Un baño por cada cuatro plazas turísticas. Elementos de seguridad
El texto normativo refuerza los estándares de calidad y seguridad. Se exigirá un baño por cada cuatro plazas, límites de ocupación por superficie con un máximo de ocho plazas, botiquín, extintor de seis kilogramos por planta, plano de evacuación, señalización de salidas y sistema de monitorización de ruido. También será obligatoria la conexión a internet o teléfono, salvo en zonas sin cobertura. Estas condiciones elevan el listón y dificultan la conversión masiva y poco planificada de viviendas en alojamientos turísticos.
Los alojamientos deberán además ofrecer servicios de mantenimiento, limpieza diaria —excepto cocina y menaje— y cambio de lencería cada cuatro días. Se establecen plazos de adaptación de doce meses para cumplir ratios de baños y superficies mínimas, y de seis meses para el resto de requisitos.
Incremento de las inspecciones
El endurecimiento normativo se acompaña de un refuerzo inspector. Las inspecciones han pasado de 248 al inicio de la legislatura a 3.070 a finales del pasado año, con 261 sanciones y la retirada de 115 anuncios ilegales. La Administración autonómica subraya que quien cumple contará con seguridad jurídica, mientras que quien no lo haga se enfrentará a suspensiones de actividad de entre seis meses y cuatro años.
Un resumen de toda la normativa a tener en cuenta
La norma regula publicidad, recepción, estándares de calidad, servicios mínimos, plazos de adaptación y régimen sancionador. Reconoce además el papel clave de los ayuntamientos, especialmente en materia urbanística, y prevé convenios de colaboración para reforzar el control. En el procedimiento posterior a la declaración responsable, el Principado recabará informes municipales y comprobará la existencia de cédulas de ocupación cuando sean necesarias.

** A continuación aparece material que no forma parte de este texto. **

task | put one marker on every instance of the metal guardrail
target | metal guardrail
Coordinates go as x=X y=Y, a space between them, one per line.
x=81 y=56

Más allá de los detalles técnicos, la decisión de Asturias se inscribe en una tendencia más amplia: la mayoría de comunidades autónomas y ayuntamientos han empezado a asumir que el crecimiento sin límites de los pisos turísticos reduce la oferta de vivienda habitual y presiona al alza los alquileres. Solo algunos territorios, generalmente más ideologizados en favor de la desregulación absoluta, siguen minimizando el impacto social del fenómeno.
En el contexto actual, donde la falta de vivienda asequible condiciona el mercado de compraventas, tensiona las hipotecas y agrava el esfuerzo financiero de los hogares en un entorno de euríbor todavía exigente, la regulación del uso turístico se convierte en una pieza más del puzle. Sin embargo, los expertos coinciden en que la limitación de los pisos turísticos debe complementarse con una apuesta decidida por la obra pública y la promoción de vivienda protegida, única vía estructural para ampliar la oferta y equilibrar el mercado.
Asturias ha dado un paso que refleja una mayor sensibilidad institucional hacia el derecho a la vivienda. La extensión de esta concienciación a todo el territorio nacional confirma que el debate ha dejado de ser marginal para situarse en el centro de la política residencial. El reto ahora será mantener el equilibrio entre actividad económica y cohesión social, garantizando que el turismo sume sin restar oportunidades a quienes buscan un hogar estable.